(The following post originally appeared on this blog on August 29, 2017, in the aftermath of Hurricane Harvey which devastated the Houston area. On the one-year anniversary of that event, in which Christ Church served as a shelter for more than one hundred of our friends and neighbors, it is being shared as a reminder of the faithfulness of God and the true calling of the church, no matter what kind of storm it may be facing.)
As morning dawns on Day Two the sanctuary has never been more holy. For scattered throughout its pews, as in classrooms and offices around the building, Christ Church truly is a refuge this day offering both safety and community to a host of evacuees from area floods who have found their way to our building.
That has not been easy in and of itself.

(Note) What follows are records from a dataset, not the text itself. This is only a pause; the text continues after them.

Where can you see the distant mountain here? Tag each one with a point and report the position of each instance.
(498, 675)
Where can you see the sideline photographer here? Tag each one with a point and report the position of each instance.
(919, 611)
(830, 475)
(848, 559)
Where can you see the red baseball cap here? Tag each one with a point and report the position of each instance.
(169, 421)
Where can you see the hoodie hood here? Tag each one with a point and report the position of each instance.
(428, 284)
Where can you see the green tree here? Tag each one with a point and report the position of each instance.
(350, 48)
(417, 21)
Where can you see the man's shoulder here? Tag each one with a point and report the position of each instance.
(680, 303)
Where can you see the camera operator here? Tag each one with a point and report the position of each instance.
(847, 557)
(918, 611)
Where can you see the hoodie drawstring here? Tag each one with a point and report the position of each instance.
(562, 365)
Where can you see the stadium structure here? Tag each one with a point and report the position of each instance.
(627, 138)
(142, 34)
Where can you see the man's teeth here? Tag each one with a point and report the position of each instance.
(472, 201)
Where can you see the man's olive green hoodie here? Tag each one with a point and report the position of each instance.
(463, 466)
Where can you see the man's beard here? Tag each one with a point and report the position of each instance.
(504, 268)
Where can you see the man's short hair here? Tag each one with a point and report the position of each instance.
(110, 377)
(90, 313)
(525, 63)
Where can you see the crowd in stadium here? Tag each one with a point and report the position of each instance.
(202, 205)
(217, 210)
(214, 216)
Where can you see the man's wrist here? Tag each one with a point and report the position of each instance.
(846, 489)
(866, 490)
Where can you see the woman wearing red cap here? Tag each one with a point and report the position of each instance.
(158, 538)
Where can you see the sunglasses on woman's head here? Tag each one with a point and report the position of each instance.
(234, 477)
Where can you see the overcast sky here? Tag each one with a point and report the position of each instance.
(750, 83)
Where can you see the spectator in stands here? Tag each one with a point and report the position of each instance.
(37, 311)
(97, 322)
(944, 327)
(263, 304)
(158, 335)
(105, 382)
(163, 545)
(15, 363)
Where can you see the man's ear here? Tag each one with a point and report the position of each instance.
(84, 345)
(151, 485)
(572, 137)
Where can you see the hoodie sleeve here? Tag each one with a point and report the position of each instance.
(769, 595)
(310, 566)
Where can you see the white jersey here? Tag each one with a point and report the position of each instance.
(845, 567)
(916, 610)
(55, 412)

For not only is the street on which we are located now flooded in both directions, our parking lot is also a running stream and our basement level has standing water as well, with the torrent held back only by a pair of glass doors and some sandbags. Most of those who made it here came in the back of dump trucks as the city of Sugar Land began to pluck folks out of homes which are now in danger of flooding, or have already begun to do so. A school bus likewise showed up with a group last night and as they stumbled in, the dazed look on their faces said it all.

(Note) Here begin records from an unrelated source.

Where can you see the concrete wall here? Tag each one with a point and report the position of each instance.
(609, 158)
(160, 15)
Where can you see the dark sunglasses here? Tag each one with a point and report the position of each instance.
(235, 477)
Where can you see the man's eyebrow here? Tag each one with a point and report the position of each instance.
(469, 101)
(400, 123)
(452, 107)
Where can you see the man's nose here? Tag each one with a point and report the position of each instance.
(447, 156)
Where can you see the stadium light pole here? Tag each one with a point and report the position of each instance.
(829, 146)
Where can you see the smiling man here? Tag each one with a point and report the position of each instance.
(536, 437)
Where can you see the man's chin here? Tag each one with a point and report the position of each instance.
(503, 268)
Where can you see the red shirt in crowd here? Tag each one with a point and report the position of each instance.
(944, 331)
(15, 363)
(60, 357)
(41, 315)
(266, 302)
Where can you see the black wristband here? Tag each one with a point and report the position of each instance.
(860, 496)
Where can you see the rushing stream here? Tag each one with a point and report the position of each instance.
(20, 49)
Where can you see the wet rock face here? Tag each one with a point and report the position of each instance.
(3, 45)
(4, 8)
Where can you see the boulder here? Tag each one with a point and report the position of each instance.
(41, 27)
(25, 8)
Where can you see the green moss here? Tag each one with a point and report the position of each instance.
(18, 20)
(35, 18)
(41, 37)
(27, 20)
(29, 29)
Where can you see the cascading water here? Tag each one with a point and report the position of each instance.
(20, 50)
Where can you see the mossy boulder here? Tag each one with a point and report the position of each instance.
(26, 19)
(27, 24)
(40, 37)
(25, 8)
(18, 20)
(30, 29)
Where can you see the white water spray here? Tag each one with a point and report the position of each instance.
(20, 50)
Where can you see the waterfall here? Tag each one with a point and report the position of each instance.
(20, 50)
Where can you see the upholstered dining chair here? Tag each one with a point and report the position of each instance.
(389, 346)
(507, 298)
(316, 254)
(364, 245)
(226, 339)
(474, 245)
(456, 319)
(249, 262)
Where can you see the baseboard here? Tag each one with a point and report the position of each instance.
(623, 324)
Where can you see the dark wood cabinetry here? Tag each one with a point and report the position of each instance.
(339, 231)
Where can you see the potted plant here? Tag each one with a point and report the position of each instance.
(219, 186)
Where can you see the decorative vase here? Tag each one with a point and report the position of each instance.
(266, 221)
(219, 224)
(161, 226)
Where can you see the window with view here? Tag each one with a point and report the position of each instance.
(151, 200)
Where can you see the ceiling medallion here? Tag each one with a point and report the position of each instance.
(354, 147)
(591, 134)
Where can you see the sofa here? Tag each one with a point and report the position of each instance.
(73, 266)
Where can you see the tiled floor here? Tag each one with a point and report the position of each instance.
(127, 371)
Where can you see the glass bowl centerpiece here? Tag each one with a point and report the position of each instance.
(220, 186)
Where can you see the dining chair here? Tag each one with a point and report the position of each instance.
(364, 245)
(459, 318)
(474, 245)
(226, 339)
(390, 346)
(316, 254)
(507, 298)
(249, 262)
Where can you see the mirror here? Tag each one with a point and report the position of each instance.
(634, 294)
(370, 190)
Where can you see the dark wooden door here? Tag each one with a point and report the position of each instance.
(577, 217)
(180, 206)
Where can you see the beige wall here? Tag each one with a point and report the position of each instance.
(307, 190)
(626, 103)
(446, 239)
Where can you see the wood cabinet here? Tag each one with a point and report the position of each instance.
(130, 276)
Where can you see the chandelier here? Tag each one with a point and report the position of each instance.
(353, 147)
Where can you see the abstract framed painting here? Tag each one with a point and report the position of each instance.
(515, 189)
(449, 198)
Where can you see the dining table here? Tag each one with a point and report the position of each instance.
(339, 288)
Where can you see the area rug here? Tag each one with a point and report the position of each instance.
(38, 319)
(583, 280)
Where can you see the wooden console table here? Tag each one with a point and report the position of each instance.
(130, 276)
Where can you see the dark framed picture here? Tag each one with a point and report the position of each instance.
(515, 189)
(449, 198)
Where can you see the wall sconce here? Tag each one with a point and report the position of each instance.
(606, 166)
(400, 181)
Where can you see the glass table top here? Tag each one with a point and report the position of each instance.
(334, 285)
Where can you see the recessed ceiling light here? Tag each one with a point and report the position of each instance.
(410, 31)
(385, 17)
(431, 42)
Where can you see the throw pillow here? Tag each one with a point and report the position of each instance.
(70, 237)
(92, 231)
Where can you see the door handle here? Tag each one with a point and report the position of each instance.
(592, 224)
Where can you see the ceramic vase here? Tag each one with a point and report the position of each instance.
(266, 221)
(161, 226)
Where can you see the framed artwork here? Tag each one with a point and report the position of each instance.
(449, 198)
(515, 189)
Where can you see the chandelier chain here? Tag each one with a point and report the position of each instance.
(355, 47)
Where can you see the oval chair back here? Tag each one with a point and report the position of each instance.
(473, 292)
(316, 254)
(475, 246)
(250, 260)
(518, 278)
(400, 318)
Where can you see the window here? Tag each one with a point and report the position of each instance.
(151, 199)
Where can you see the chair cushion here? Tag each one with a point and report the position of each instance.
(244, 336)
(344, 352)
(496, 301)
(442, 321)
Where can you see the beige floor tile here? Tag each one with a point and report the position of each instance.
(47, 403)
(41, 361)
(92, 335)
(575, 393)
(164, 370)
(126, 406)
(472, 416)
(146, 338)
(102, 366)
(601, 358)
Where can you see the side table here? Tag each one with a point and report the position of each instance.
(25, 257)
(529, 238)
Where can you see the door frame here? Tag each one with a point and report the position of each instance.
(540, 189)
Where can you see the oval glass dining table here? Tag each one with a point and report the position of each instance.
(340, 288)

Some had only a few moments notice, for instance, before being told they had to get out of their houses, and so the only possessions they brought were in a garbage sack or pillow case. Others walked here, slogging through the waters, and were quickly given youth or mission trip T-shirts to change into. Two are in wheelchairs and there are at least a couple of babies as well. And a number brought their family pets which slept with them in the classrooms we tried to give to families.
Reflective of our broader community–the most diverse county in the world, so we are told– the group is also incredibly varied, speaking several languages and representing numerous cultures and religious backgrounds. Still, we have become a little oecumenical ecclesia and most have tried to find some way to help, whether it is moving furniture, cooking pasta in our kitchen, or sharing what they do have with those around them.
There are some material blessings to give thanks for indeed. Though the power went off for a while yesterday afternoon it has been back on since and so lights, air conditioning and, of course, cell phone chargers have all been able to work. We’ve kept our monitors on, tuned to a local TV station, allowing our guests to feel connected to what is happening outside of our instant island. The staff and church volunteers who are here with us have absolutely been phenomenal. And just now, we’ve learned that the staff at Berryhills, a local eatery, stayed up making 300 tamales which they somehow managed to get to us in the dark of night. In turn, the city has promised to get us more food and bedding supplies, for it appears that more of our neighbors are on the way and that we are going to be here for some time to come.
In short, God has given us a lovely laboratory to live out the theme verse of our congregation in very tangible ways: “Seek the peace and prosperity of the city to which I have sent you… for in its peace you shall find your own.” (Jeremiah 29.7)
So far our water-logged community is finding how to make it work. And under the high wooden rafters of our sanctuary… even with a few leaks… we have discovered again why the church really is the Ark of Salvation.